When you host friends for dinner as often as we do you sometimes run low on inspiration. Luckily there are a host of websites, TV programs, cookbooks and magazines aimed at helping you find something to try. I believe the inspiration for this came from an copy of Food Network Magazine that I thumbed through while at my doctor’s office.

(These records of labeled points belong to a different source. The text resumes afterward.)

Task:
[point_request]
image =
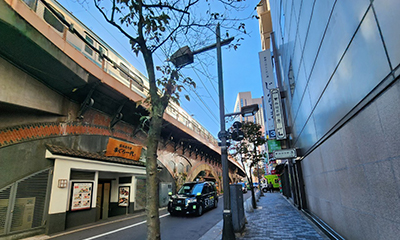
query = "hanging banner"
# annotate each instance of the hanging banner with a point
(117, 148)
(268, 83)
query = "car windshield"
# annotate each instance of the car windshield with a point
(191, 189)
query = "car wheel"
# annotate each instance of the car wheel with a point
(172, 213)
(200, 210)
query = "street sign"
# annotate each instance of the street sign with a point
(273, 145)
(285, 153)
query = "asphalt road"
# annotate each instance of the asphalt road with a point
(172, 227)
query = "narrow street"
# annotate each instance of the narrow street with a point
(172, 227)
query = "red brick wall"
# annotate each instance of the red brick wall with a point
(94, 123)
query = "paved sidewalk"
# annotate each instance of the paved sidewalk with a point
(274, 218)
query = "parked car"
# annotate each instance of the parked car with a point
(193, 198)
(255, 184)
(244, 187)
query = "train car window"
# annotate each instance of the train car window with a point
(88, 49)
(52, 20)
(125, 73)
(31, 4)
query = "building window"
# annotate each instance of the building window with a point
(52, 20)
(88, 48)
(31, 4)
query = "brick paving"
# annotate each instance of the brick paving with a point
(276, 218)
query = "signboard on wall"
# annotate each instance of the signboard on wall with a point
(81, 197)
(268, 83)
(279, 121)
(117, 148)
(285, 153)
(123, 197)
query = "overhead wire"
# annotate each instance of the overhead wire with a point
(160, 59)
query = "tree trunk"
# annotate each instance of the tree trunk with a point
(253, 195)
(156, 114)
(152, 205)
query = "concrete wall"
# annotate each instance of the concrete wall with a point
(37, 101)
(344, 110)
(352, 180)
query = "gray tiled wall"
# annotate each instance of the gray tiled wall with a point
(340, 51)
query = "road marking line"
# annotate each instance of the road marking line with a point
(121, 229)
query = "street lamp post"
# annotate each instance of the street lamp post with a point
(181, 58)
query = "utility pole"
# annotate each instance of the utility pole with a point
(227, 231)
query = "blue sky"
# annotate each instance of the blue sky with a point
(241, 68)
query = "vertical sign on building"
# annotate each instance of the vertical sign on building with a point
(268, 82)
(280, 127)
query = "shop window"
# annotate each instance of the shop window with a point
(123, 180)
(81, 175)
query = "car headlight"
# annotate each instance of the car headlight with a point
(190, 200)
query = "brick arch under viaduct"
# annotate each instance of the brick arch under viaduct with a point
(191, 165)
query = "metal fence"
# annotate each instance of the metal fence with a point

I used pork loin “roast” for this recipe. A pork tenderloin would also work however the cooking time would be less.

Mustard-glazed Pork Loin
Servings: 4-6
Prep time: 5 minutes
Total time: 45 minutes

Ingredients:

  • a 2 lb. pork loin
  • kosher salt and freshly ground black pepper
  • 1 Tbsp. vegetable oil
  • 1 Tbsp. whole grain mustard
  • heaping Tbsp. Dijon
  • 3 Tbsp. cider vinegar
  • 1 Tbsp. maple syrup

Directions:

  1. Place a rack in the center of the oven and preheat the oven to 375°F.
  2. Pat the pork loin dry and then sprinkle generously with salt and pepper.
  3. Mix the mustards, vinegar and maple syrup together and set aside.
  4. Add the oil to a oven-safe heavy bottomed skillet and heat on high until the oil shimmers. Sear the pork on all sides until nicely browned.
  5. Remove the pan from the heat and brush the pork with about 1/2 the glaze. Transfer the skillet to the oven and roast for 15 minutes. Brush on the remainder of the glaze, rotate the skillet 180°’s and roast another 15 minutes.
  6. Check the temperature of your pork roast. If it hasn’t reached 145°F on an instant-read thermometer then roast in 5 minute increments until it reaches that temp. If it has reached that temp then remove the skillet from the oven and transfer the roasts to a cutting board. Allow them to rest for 10 minutes before cutting.

Notes:
I thought this paired very well with Za’atar Roasted Sweet Potatoes that I served that night. The savory glaze, with a hint of sweetness matched the earthy sweetness of the side dish really nicely.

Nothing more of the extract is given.